The batteries we function on all come with their own set of problems. Take the battery in your phone, for example. They can take anywhere between an hour to an eternity to charge, depending on how old or young your device is, and there are additional threats of overheating, or sometimes explosions because of how volatile and inflammable the electrolytes storing the charge can become, if exposed to the atmosphere.
Then there is the constantly depleting resources of lithium, which is one of the major components of these batteries. Supercapacitors have been around for some time now, and have simplified a few of these issues, including increased safety, and energy storage. However, this tech came with its own shortcomings, given the fact that they are energy-dense and involve large amounts of material to store the energy.
A research team from the the Department of Physics, IIT Guwahati has developed a Pseudocapacitor Hydrogel, which, according to chief investigator, Dr Uday Narayan Maiti is a parallel but safer technology when compared to commercial batteries. The research, which was crafted in collaboration with Prof Subhradip Ghosh, IIT Guwahati and Dr N Padma of the Physics group, Bhabha Atomic Research Centre (BARC), Mumbai, under BRNS (Board of Research in Nuclear Science) project was published in the journal Electrochimica Acta and Carbon. PhD scholars Anirban Sikdar and Pronoy Dutta from the Department of Physics, IIT-G were also significant contributors to the study.

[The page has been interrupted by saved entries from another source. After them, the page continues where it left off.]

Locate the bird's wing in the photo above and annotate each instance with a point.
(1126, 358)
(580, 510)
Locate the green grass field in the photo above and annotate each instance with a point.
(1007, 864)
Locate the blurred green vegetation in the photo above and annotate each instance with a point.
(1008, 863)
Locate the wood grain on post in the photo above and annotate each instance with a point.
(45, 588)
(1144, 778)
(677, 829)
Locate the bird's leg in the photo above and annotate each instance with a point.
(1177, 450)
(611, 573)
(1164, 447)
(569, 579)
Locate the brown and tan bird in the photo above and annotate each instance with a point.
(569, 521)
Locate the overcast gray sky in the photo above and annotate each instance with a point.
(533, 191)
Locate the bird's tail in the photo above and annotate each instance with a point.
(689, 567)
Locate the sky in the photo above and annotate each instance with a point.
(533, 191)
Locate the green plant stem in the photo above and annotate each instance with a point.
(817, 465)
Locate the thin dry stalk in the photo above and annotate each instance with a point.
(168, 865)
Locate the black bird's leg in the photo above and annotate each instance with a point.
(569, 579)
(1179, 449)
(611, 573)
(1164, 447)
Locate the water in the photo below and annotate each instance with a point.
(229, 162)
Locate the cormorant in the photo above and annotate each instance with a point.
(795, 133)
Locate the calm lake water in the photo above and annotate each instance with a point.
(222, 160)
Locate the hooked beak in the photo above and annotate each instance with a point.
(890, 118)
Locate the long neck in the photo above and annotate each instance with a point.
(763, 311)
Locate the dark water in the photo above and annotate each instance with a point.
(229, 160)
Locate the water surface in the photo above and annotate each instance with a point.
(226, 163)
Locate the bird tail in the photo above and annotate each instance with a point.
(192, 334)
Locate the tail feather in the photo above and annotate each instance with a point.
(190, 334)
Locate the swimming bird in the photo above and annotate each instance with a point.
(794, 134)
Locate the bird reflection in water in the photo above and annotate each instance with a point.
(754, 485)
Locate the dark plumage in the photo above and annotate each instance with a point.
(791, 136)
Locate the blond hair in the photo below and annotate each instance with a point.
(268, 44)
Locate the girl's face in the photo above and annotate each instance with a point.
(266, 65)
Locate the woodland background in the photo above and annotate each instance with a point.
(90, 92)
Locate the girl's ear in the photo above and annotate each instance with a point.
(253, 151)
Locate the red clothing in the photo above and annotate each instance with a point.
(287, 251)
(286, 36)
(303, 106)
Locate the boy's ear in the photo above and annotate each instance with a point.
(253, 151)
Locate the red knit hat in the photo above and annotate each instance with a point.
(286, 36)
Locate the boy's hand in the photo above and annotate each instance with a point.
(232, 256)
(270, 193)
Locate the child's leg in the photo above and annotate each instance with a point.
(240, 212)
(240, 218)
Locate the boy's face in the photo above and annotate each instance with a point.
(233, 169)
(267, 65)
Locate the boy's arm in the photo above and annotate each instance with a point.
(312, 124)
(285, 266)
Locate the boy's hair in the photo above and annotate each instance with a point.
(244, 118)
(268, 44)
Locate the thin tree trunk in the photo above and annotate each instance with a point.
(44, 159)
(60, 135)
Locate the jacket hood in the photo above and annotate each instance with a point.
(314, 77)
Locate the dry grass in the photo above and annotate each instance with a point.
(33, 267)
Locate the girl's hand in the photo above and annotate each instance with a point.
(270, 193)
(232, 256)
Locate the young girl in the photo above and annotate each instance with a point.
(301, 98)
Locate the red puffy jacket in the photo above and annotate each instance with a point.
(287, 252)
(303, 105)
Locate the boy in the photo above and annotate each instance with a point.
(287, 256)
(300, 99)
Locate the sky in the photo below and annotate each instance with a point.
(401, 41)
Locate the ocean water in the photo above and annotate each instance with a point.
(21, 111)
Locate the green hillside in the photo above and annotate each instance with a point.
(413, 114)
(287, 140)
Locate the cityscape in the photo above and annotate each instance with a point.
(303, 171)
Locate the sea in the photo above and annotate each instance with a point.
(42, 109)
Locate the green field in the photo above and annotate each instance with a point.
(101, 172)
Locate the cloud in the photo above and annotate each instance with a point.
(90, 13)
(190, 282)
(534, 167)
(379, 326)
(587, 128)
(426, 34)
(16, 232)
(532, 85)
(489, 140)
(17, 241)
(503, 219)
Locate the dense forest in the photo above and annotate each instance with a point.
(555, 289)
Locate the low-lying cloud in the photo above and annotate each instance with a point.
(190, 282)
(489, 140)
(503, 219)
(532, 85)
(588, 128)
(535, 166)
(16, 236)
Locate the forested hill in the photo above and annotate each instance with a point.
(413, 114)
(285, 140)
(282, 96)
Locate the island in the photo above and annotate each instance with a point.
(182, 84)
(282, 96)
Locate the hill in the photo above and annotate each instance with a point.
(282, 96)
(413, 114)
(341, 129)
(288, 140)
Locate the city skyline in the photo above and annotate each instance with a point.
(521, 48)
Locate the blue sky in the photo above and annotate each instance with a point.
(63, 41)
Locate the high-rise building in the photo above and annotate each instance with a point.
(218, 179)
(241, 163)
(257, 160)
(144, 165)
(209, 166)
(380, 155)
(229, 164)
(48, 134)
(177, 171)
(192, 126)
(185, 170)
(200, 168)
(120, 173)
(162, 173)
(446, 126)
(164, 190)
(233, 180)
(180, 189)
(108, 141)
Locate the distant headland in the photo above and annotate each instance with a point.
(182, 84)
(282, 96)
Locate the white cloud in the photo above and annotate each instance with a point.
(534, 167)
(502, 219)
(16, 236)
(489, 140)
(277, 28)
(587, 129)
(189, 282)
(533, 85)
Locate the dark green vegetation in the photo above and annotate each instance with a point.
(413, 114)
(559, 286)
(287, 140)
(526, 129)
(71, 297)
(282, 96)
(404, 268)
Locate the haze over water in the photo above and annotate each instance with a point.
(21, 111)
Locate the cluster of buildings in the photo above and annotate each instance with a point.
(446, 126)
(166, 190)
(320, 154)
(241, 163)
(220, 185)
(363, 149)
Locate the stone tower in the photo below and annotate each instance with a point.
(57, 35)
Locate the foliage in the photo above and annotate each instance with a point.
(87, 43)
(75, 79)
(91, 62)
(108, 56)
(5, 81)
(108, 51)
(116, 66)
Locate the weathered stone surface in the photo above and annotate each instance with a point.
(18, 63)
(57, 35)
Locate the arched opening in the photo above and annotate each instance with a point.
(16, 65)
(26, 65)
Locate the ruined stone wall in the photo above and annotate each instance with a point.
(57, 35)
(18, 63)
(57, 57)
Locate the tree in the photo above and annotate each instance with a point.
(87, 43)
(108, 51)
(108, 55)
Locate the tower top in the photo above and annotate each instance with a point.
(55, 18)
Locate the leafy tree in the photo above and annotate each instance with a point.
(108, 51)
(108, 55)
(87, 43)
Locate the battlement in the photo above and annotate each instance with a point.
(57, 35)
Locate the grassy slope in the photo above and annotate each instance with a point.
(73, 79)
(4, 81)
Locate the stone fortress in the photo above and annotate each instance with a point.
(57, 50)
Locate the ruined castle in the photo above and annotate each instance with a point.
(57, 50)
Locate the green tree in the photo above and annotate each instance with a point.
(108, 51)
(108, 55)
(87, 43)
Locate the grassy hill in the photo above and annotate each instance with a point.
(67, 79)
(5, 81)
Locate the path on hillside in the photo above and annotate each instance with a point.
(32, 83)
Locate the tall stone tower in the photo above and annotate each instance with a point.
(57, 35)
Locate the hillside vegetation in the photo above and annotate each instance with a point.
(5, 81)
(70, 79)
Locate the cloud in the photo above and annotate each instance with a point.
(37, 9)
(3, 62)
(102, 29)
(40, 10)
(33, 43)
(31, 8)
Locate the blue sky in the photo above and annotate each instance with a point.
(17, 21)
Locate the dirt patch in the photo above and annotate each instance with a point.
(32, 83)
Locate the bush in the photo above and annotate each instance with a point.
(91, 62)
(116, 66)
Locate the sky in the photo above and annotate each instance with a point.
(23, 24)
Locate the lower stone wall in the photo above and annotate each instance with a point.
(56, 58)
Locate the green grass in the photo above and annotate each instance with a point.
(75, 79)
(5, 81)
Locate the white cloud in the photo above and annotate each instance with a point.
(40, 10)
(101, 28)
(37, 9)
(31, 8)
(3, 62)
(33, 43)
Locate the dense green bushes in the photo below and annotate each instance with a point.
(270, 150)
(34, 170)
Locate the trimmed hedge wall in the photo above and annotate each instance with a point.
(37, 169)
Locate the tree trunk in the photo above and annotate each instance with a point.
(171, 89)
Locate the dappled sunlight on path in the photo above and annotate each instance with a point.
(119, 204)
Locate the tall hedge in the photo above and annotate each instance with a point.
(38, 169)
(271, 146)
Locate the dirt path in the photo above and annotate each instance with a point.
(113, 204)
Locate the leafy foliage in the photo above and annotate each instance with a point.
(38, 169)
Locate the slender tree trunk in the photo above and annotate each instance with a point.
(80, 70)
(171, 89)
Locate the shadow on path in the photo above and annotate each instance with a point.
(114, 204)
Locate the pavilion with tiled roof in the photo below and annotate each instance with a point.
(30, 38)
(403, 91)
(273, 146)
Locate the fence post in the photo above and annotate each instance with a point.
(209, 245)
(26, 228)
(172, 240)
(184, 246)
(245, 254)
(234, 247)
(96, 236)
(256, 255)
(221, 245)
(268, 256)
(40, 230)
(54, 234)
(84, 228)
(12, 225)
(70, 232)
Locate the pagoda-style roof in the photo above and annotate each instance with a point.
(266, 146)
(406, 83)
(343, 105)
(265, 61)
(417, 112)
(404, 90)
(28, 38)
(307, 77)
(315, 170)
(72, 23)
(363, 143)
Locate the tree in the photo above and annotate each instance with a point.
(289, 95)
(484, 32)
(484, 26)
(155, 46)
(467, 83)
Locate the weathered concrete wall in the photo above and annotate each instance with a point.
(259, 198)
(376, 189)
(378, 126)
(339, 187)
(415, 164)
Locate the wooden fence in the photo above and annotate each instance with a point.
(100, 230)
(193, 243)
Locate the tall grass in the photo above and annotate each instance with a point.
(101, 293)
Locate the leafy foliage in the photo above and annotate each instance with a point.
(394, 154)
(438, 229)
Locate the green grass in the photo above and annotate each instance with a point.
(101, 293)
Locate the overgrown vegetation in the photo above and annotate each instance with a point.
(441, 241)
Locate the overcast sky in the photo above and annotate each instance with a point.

“The surface area of the material is what holds the energy. The bulk of the material is of no use,” says Dr Uday. Nanosheets are two dimensional materials that are one billion times thinner than a single strand of hair. They have better surface-to-volume ratio in storing energy when compared to other materials used in batteries. However, nanosheets are miniscule— just about 10 microns in width, and that is nowhere near sufficient to hold any practical amounts of energy. And so they need to be stacked. “However, when they are stacked, they tend to stick to each other, which means that no ions can pass through, making them redundant,” says Dr Uday. This is the issue that the researchers at IIT-G tackled head on.
About a year in the making, the researchers have been working on synthesising materials for a hydrogel that can help the nanosheets stay connected without losing their ability to conduct energy. “We have connected them by using a water solution where a huge number of sheets are floating and we introduce a zinc metal plate within the solution. These sheets sit one upon another, and water molecules remain between the layers of the sheet so that they don't stick to each other. It is a stable structure and results in less restacking of the sheets,” explains Dr Uday.
This hydrogel material uses two kinds of sheets—graphene, which is made out of carbon, and mXene, which is a compound of titanium carbide. The mechanism by which ions can go inside the sheets to store the charge differs between these two types of sheets. With graphene, they just remain associated, and there is no chemical reaction, says Dr Uday. Whereas with mXene, they react with the surface and store energy, and this mechanism is known as pseudocapacitor.
Dr Uday says that synthesising of the materials for the hydrogel is what took the team this long. “Otherwise, if the technology is known to us, it is practically a matter of hours to develop the hydrogel,” says the researcher.
The technology has the capacity for some possibly significant usage. Solar cells need a backup that can store the energy they produce. The pseudocapacitor hydrogel can do that. Then it also has application as an energy source for hybrid vehicles, apart from being used in everyday portable electronics such as mobile phones,” shares Dr Uday.
There is still scope to enhance the energy density by tuning the electric properties to hold more charge. Dr Uday also adds that hydrogels as standalone materials also have an additional application as a water purifier since they are able to absorb pollutants from the water.